4/12/2025

Foi o coração (Conto), de Mário Sette


FOI O CORAÇÃO

Humberto venceu a ladeira e alcançou o alto da colina. A subida fora áspera àquela hora de sol, e, diante da igreja, ladeando o colégio, parou para respirar melhor, pondo os olhos no ladrilho esverdeado do mar, lá embaixo.

Grande silêncio. Raríssimos transeuntes. Apenas uma devota destinando-se ao Amparo e uns trabalhadores vindo de fazer reparos na Sé. O sino do Carmo dobrava.

Humberto tocou a campainha da portaria. De um postigo que se abriu aflorou rosto moço debruado pela coifa branca.

— A irmã Superiora...

— Está na capela... Porém, o Sr. entre... queira esperar um pouco...

Seguido da filha, o homem atravessou um pátio em arcadas, com palmeiras e crótons, e achou-se numa saleta de mobiliário severo. Porque houvesse uma porta que dava para a nave, aproximou-se dela. Os altares acesos, nos bancos algumas fieis, e diante do altar-mor as monjas. genuflexas, de cabeças baixas, rezavam. Uma serafina derramava acordes tristes, quebrantados, doces... Quase rente ao reposteiro de entrada, num recanto obscuro, uma mulher também orava, ajoelhada, tão curvada para o chão que parecia beijá-lo.

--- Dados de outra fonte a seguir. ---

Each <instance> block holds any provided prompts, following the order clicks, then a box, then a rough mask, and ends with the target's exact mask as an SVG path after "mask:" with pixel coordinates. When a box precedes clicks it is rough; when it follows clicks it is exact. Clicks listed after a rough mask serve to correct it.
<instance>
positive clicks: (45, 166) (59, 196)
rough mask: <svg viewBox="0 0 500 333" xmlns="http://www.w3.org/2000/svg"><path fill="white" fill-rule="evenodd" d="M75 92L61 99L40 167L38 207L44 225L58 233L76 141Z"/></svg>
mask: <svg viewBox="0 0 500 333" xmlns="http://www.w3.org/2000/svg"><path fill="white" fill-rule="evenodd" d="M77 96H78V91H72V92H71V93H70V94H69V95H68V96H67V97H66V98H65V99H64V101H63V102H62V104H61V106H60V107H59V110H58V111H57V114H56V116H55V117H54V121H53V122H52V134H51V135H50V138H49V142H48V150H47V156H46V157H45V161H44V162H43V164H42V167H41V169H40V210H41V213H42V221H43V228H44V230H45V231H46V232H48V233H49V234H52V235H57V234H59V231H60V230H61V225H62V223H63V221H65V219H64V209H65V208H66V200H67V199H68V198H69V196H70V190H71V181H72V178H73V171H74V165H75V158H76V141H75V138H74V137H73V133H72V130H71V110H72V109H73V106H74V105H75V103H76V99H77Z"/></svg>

Quando terminou a oração, as freiras, sete ao todo, lembrando as sete notas da escala musical foram saindo da nave, uma atrás da outra, sumindo-se pela arcada da clausura. E a mulher, que rezava perto da entrada, seguiu-as de vista baixa...

Humberto voltou á sala de espera e sentou-se diante da filha, da sua Margarida trazida para o internato. Ela espiava para tudo com essa tímida curiosidade das crianças em frente do desconhecido... Ah! muito lhe custava separar-se dela, mas era o jeito único... Morava no alto sertão e ali não havia educandário capaz onde a menina, depois do curso primário pudesse fazer o secundário. Tudo por causa do mau passo da Adelina... Depois de cinco anos de casados, a vinda da mulher para o Recife, a fim de convalescer de uma febre palustre. Viera para a casa de uma tia complacente e pateta que a criara com mil vontades... Ele não pôde acompanhá-la devido aos seus porfazeres no interior onde viviam. E, na capital, Adelina, sempre retardando o regresso ao lar, embora gorda e forte, deixou-se prender por alguém que lhe podia satisfazer mais as exigências do luxo do que o marido. Caiu pelo luxo, porque por amor poucas caem. Ele teve denúncias. A princípio relutou em desconfiar, porém, a insistência da mulher em demorar no Recife, os pretextos que arranjava... Veio à capital de surpresa. E teve a prova. Separaram-se. Enquanto pôde, educou a menina na cidade longínqua; porém, agora via-se obrigado a interná-la... e ir viver sozinho... sozinho... e longe!... A mulher, nunca mais soubera dela. Quase três anos não a via. Por certo, na sua tendência para as grandezas, para as luxuosidades, para o mundanismo, andaria satisfazendo, por qualquer preço, a sua imensa vaidade...

A Superiora surdira afinal. Afagou a criança, sentou-se-lhe junto, e, depois de dizer Humberto ao que ia:

— Então, trouxe-nos a sua filhinha?

— Sim, volto amanhã para o interior. E embora as aulas não tenham ainda principiado...

— Não faz mal. Ela vai se habituando com o colégio e quando as companheiras chegarem, na próxima semana... será de casa, já. Não é?

Margarida olhava para a freira e no intimo ia se sentindo atraída por aquela mulher que lhe falava tão carinhosamente:

— Pode ir descansado, doutor. Havemos de fazê-la uma moça direita.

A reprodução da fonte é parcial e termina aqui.